Robert Georgitis, vice president of Kasprzak Landholdings & Homes Inc., discusses Monday with the Planning Board his firm’s plans to expand its Pheasant Knoll development by 120 dwelling units in 60 buildings.

GORHAM — A proposed expansion of the Pheasant Knoll Condominium development for senior citizens off Fort Hill Road is raising worries of residents in the Ridgefield Drive area.

Kasprzak Landholdings & Homes Inc. is proposing an additional 120 units with 60 buildings in the 77-acre Pheasant Knoll development. Robert Georgitis, company vice president, discussed the proposed expansion at the Planning Board Monday.

Tom Poirier, town planner, said the project has been approved for a contract zone that restrict’s residents to age 55 and over. “It’s very preliminary,” Poirier said about expansion. “No official application yet.”

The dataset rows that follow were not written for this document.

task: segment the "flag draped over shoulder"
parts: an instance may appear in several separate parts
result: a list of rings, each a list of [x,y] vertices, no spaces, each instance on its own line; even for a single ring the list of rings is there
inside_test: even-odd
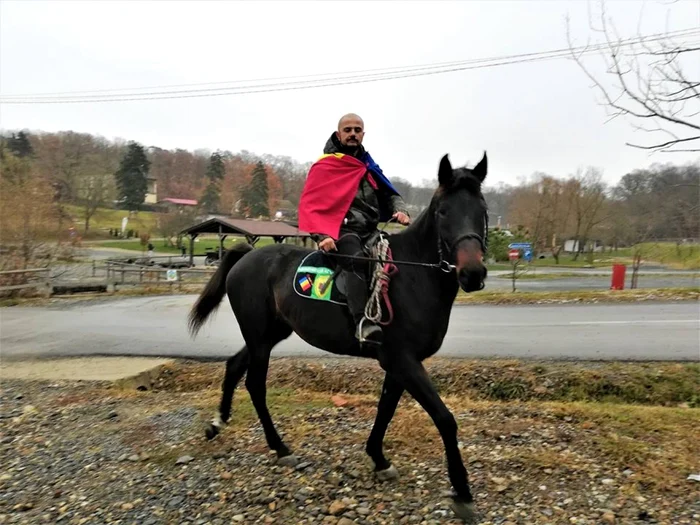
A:
[[[373,186],[381,185],[389,193],[398,195],[369,153],[363,160],[334,153],[323,155],[311,166],[299,200],[300,230],[337,239],[343,218],[367,171],[373,176]]]

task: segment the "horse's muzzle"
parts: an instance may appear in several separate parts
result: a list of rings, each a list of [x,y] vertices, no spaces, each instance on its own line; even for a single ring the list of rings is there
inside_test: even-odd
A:
[[[459,279],[459,286],[466,293],[483,290],[484,279],[486,279],[486,267],[482,264],[481,268],[463,268],[457,274],[457,279]]]
[[[466,293],[484,289],[486,266],[481,243],[474,239],[462,241],[457,248],[457,279]]]

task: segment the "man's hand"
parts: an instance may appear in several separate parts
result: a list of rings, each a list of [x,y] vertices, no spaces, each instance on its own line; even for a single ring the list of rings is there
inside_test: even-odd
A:
[[[411,222],[411,219],[409,218],[409,216],[403,212],[400,212],[400,211],[397,211],[396,213],[394,213],[394,215],[392,217],[394,219],[396,219],[399,222],[399,224],[403,224],[404,226],[406,226],[407,224],[409,224]]]
[[[335,241],[331,237],[326,237],[318,243],[318,247],[324,252],[336,251]]]

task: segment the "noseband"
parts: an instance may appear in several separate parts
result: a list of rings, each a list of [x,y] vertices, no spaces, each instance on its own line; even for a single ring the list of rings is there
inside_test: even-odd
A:
[[[437,220],[437,217],[436,217]],[[443,247],[445,248],[445,251],[447,251],[448,257],[452,258],[453,254],[455,253],[457,246],[463,241],[473,239],[476,241],[479,241],[479,244],[481,245],[481,252],[486,255],[486,252],[488,251],[489,247],[489,214],[488,212],[484,212],[484,237],[482,238],[481,235],[478,233],[466,233],[460,237],[457,237],[455,241],[452,242],[452,244],[448,245],[444,239],[442,238],[442,235],[439,233],[438,229],[438,256],[440,257],[440,268],[444,272],[451,272],[456,268],[454,264],[450,264],[447,262],[444,256],[443,252]]]

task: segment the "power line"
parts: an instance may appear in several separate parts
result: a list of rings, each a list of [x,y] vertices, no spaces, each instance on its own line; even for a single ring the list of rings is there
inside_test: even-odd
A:
[[[622,40],[621,43],[623,44],[632,44],[636,43],[638,41],[642,40],[658,40],[660,38],[666,38],[669,36],[692,36],[695,35],[699,32],[697,28],[692,28],[692,29],[683,29],[683,30],[677,30],[677,31],[672,31],[669,33],[656,33],[656,34],[651,34],[647,35],[646,37],[635,37],[635,38],[630,38],[626,40]],[[604,44],[597,44],[595,46],[590,46],[588,47],[589,51],[594,51],[594,50],[599,50],[600,48],[604,47]],[[580,46],[578,48],[574,48],[574,51],[578,50],[584,50],[586,49],[585,46]],[[363,69],[363,70],[355,70],[355,71],[345,71],[345,72],[337,72],[337,73],[316,73],[316,74],[309,74],[309,75],[295,75],[295,76],[287,76],[287,77],[268,77],[268,78],[262,78],[262,79],[248,79],[248,80],[228,80],[228,81],[218,81],[218,82],[199,82],[199,83],[190,83],[190,84],[171,84],[171,85],[159,85],[159,86],[141,86],[141,87],[135,87],[135,88],[110,88],[110,89],[97,89],[97,90],[85,90],[85,91],[59,91],[59,92],[49,92],[49,93],[33,93],[33,94],[17,94],[17,95],[12,95],[12,94],[5,94],[3,95],[3,98],[11,98],[11,99],[16,99],[16,98],[41,98],[41,97],[49,97],[49,98],[55,98],[57,95],[89,95],[92,93],[95,94],[103,94],[102,96],[108,96],[104,95],[105,93],[110,93],[110,92],[124,92],[124,91],[140,91],[140,90],[153,90],[153,89],[172,89],[172,88],[182,88],[182,87],[198,87],[198,86],[214,86],[214,85],[224,85],[224,84],[239,84],[243,82],[253,82],[253,83],[260,83],[260,82],[268,82],[268,81],[281,81],[281,80],[290,80],[290,79],[306,79],[306,78],[312,78],[312,77],[327,77],[327,76],[338,76],[338,75],[357,75],[357,74],[369,74],[369,73],[399,73],[405,70],[420,70],[420,69],[428,69],[428,68],[439,68],[439,67],[450,67],[450,66],[457,66],[457,65],[466,65],[466,64],[473,64],[473,63],[481,63],[481,62],[491,62],[494,60],[503,60],[503,59],[516,59],[516,58],[528,58],[532,56],[537,56],[537,55],[546,55],[546,54],[551,54],[551,53],[562,53],[562,52],[570,52],[568,49],[555,49],[551,51],[540,51],[540,52],[533,52],[533,53],[522,53],[522,54],[516,54],[516,55],[503,55],[503,56],[497,56],[497,57],[490,57],[490,58],[480,58],[480,59],[469,59],[469,60],[457,60],[457,61],[451,61],[451,62],[436,62],[436,63],[430,63],[430,64],[420,64],[420,65],[413,65],[413,66],[394,66],[394,67],[382,67],[382,68],[374,68],[374,69]],[[323,81],[323,80],[331,80],[331,79],[323,79],[323,78],[318,78],[316,81]],[[314,80],[310,80],[309,82],[313,82]],[[227,88],[221,88],[221,89],[227,89]],[[172,92],[168,92],[172,93]],[[148,95],[149,93],[143,93],[143,95]],[[98,95],[99,96],[99,95]],[[62,97],[61,97],[62,98]]]
[[[618,43],[621,46],[630,46],[640,42],[653,42],[669,36],[694,37],[700,35],[700,29],[685,29],[670,33],[659,33],[645,37],[630,38]],[[416,66],[396,66],[389,68],[366,69],[359,71],[349,71],[344,73],[326,73],[316,75],[305,75],[296,77],[277,77],[271,79],[239,80],[228,82],[205,82],[198,84],[179,84],[170,86],[152,86],[150,88],[122,88],[106,89],[94,91],[73,91],[58,93],[27,94],[27,95],[6,95],[0,98],[1,104],[70,104],[70,103],[90,103],[90,102],[126,102],[138,100],[168,100],[177,98],[202,98],[227,95],[242,95],[253,93],[268,93],[273,91],[291,91],[301,89],[312,89],[321,87],[331,87],[339,85],[360,84],[368,82],[378,82],[384,80],[394,80],[401,78],[421,77],[437,74],[466,71],[471,69],[482,69],[490,67],[500,67],[504,65],[528,63],[543,60],[560,59],[574,53],[592,53],[607,47],[607,44],[596,44],[591,46],[579,46],[573,49],[555,49],[550,51],[540,51],[533,53],[522,53],[517,55],[504,55],[500,57],[469,59],[453,62],[440,62],[423,64]],[[336,76],[332,76],[336,75]],[[316,77],[316,78],[313,78]],[[321,78],[318,78],[321,77]],[[328,78],[323,78],[328,77]],[[269,82],[276,80],[276,82]],[[284,81],[282,81],[284,80]],[[216,86],[221,84],[249,83],[241,86],[227,85],[225,87],[202,87],[197,89],[177,89],[179,87],[190,86]],[[265,83],[267,82],[267,83]],[[150,91],[137,93],[134,91],[160,89],[161,91]],[[123,94],[116,94],[125,92]],[[109,94],[112,93],[112,94]]]

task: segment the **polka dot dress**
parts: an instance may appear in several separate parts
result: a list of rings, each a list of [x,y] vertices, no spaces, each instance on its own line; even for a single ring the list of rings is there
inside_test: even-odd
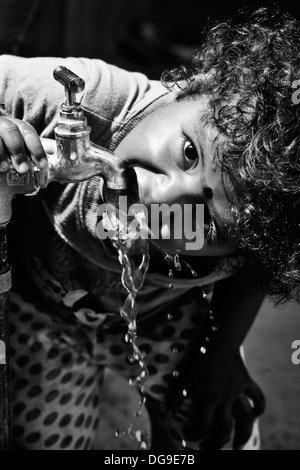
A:
[[[14,294],[11,319],[14,447],[91,449],[103,368]]]
[[[14,448],[93,449],[104,368],[127,380],[139,373],[128,360],[125,329],[64,325],[16,293],[11,293],[10,311]],[[154,315],[139,325],[139,347],[149,370],[145,391],[150,416],[154,429],[165,434],[165,445],[174,450],[182,448],[184,420],[168,414],[166,394],[201,321],[198,302],[190,302],[188,309],[183,299],[163,320]],[[199,443],[188,445],[199,449]]]
[[[17,243],[10,257],[14,447],[93,449],[105,368],[126,380],[141,372],[128,359],[132,351],[118,313],[126,291],[115,269],[120,270],[115,250],[96,250],[101,262],[107,256],[106,264],[89,261],[65,243],[39,211],[38,230],[26,221],[31,228],[28,246]],[[18,255],[19,249],[24,253]],[[156,275],[147,277],[139,292],[138,345],[149,371],[145,393],[153,434],[159,429],[166,445],[179,450],[184,420],[168,414],[168,391],[195,332],[204,327],[213,284],[205,284],[203,297],[198,279],[180,279],[169,291],[170,280],[162,277],[159,282]],[[199,449],[199,443],[188,446]]]

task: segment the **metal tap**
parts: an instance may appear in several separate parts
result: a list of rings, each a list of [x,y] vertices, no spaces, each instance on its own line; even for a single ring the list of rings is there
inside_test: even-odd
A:
[[[60,118],[54,130],[57,153],[49,156],[45,184],[50,181],[84,181],[100,175],[107,188],[126,189],[126,170],[122,160],[90,141],[91,128],[82,107],[76,103],[76,93],[85,87],[83,79],[63,66],[57,67],[53,75],[65,87],[66,102],[60,108]]]
[[[84,80],[63,66],[57,67],[53,76],[64,86],[66,94],[54,129],[56,152],[47,155],[46,169],[39,169],[32,163],[25,174],[19,174],[12,165],[7,172],[0,173],[0,226],[11,218],[11,200],[15,194],[34,195],[51,181],[74,183],[100,175],[110,192],[118,193],[127,188],[124,162],[110,150],[90,141],[91,128],[81,105],[76,102],[76,94],[84,90]]]

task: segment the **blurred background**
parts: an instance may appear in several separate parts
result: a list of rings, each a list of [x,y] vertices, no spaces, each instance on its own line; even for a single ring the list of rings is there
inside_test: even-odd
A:
[[[273,2],[0,0],[0,52],[102,58],[151,78],[188,59],[208,21]],[[291,0],[277,2],[298,16]]]
[[[272,3],[0,0],[0,53],[101,58],[159,79],[163,70],[191,57],[208,21],[224,20],[240,8]],[[277,5],[300,19],[296,2]],[[279,309],[266,301],[247,338],[246,351],[250,371],[267,397],[267,411],[261,420],[262,443],[267,450],[300,450],[300,365],[291,361],[291,344],[297,339],[299,305]],[[121,379],[108,374],[100,448],[130,446],[113,440],[114,429],[129,419],[130,407],[135,406],[132,389],[126,387]],[[112,414],[108,412],[111,408]]]

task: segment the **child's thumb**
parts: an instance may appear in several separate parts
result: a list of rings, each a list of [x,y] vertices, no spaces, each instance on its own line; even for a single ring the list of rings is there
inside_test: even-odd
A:
[[[46,139],[45,137],[42,137],[41,143],[46,153],[49,155],[56,153],[56,141],[54,139]]]

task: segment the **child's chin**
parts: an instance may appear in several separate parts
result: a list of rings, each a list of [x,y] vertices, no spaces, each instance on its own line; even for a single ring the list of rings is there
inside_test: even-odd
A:
[[[154,244],[161,248],[164,251],[167,251],[168,253],[171,254],[180,254],[184,252],[184,246],[180,242],[180,240],[170,240],[169,238],[159,238],[159,239],[153,239],[152,241]]]
[[[184,256],[215,256],[214,253],[210,253],[207,249],[207,245],[197,246],[197,243],[193,243],[187,240],[172,240],[172,239],[154,239],[154,244],[170,254],[178,254]]]

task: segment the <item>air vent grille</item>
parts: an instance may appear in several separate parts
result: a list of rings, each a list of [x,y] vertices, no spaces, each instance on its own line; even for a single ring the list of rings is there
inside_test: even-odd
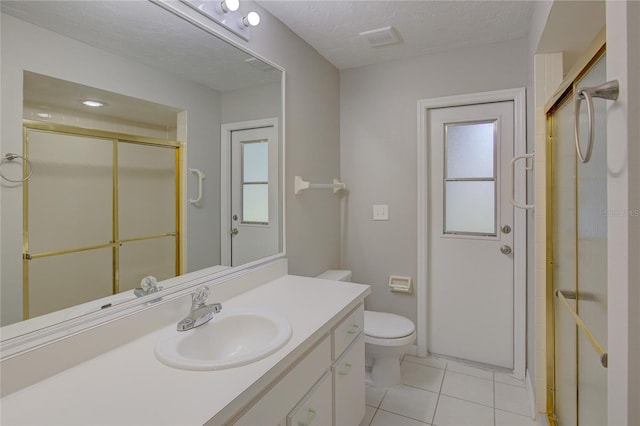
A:
[[[398,32],[390,26],[361,32],[360,37],[362,37],[370,47],[388,46],[400,42]]]

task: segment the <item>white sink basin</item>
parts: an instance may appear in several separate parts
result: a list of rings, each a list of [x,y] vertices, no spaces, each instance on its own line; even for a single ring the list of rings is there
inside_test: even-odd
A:
[[[225,308],[208,323],[175,331],[156,344],[156,357],[170,367],[219,370],[265,358],[291,338],[282,315],[261,309]]]

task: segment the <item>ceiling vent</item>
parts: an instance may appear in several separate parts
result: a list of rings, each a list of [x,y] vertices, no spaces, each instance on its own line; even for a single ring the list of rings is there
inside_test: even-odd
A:
[[[256,59],[256,58],[247,58],[244,60],[247,64],[252,65],[256,68],[258,68],[259,70],[262,71],[270,71],[273,69],[273,67],[269,64],[267,64],[266,62],[262,62],[260,59]]]
[[[364,31],[360,33],[369,47],[381,47],[388,46],[400,42],[400,35],[395,28],[389,26],[384,28],[378,28],[377,30]]]

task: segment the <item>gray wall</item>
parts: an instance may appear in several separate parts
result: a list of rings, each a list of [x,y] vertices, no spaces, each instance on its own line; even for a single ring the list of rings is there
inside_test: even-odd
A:
[[[221,33],[286,69],[285,201],[289,272],[313,276],[340,266],[340,197],[332,191],[293,193],[294,176],[312,182],[340,177],[340,75],[300,37],[252,2],[260,25],[251,41]]]
[[[373,286],[368,309],[416,321],[415,295],[391,293],[389,275],[417,271],[417,101],[525,87],[527,40],[460,49],[341,73],[341,172],[345,198],[343,267]],[[372,221],[388,204],[389,221]]]

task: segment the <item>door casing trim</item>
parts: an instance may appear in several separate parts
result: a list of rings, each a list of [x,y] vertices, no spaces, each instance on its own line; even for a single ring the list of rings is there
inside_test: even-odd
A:
[[[466,95],[446,96],[441,98],[418,100],[418,262],[416,277],[417,299],[417,352],[418,356],[427,356],[428,353],[428,285],[429,271],[429,229],[428,208],[429,201],[429,122],[427,120],[429,110],[454,106],[474,105],[491,102],[513,101],[514,111],[514,156],[523,155],[526,152],[527,128],[526,128],[526,89],[524,87],[490,92],[471,93]],[[526,179],[522,174],[515,177],[516,199],[526,199]],[[526,370],[526,338],[527,338],[527,214],[524,210],[514,209],[514,370],[513,376],[524,379]],[[426,259],[422,261],[421,259]],[[487,330],[488,332],[488,330]]]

Georgitis said the main access into the expansion would be the existing Falcon Crest Drive, a public road into the Pheasant Knoll development from Fort Hill Road (Route 114). Monday’s talk of the proposed expansion brought out numerous residents concerned about additional, potential traffic on the private Ridgefield Drive in the development.

Ridgefield Drive resident Richard Caldwell, president of the homeowners’ association, told planners Ridgefield is not a town road. “We’ve got quite a group here tonight,” Caldwell said. “We are responsible for Ridgefield Drive,” Caldwell said. “We take care of it. We don’t want extra traffic.”

John Lavin of 56 Ridgefield asked about road standards and town codes. Poirier responded that roads in the developement would have to meet standards set by the Planning Board.

There will be multiple opportunities for public input. “It’ll be coming to the board a number of times,” Planning Board Chairman Edward Zelmanow said.

Georgitis expected the approval process involving the Planning Board and the Maine Department of Environmental Protection to take a year. Responding to a question from Zelmanow, Georgitis predicted another real estate recession and that buildout could take 10 years.

The expansion plan in 2015 was revamped from 140 units in 35 additional buildings . Plans for four-unit buildings have been revised for two-unit buildings.The contract zone allows for up to a total of 228 units in the development.

Under the contract zone conditions, Kasprzak upgraded the sewer pumping station at the nearby University of Southern Maine and built a sidewalk along Fort Hill Road.

The latest expansion plans call for private interior roads, street lights, sidewalks and clustered mailboxes.

Georgitis also said the company has been looking at utilizing solar power and heat pumps to provide heating and cooling.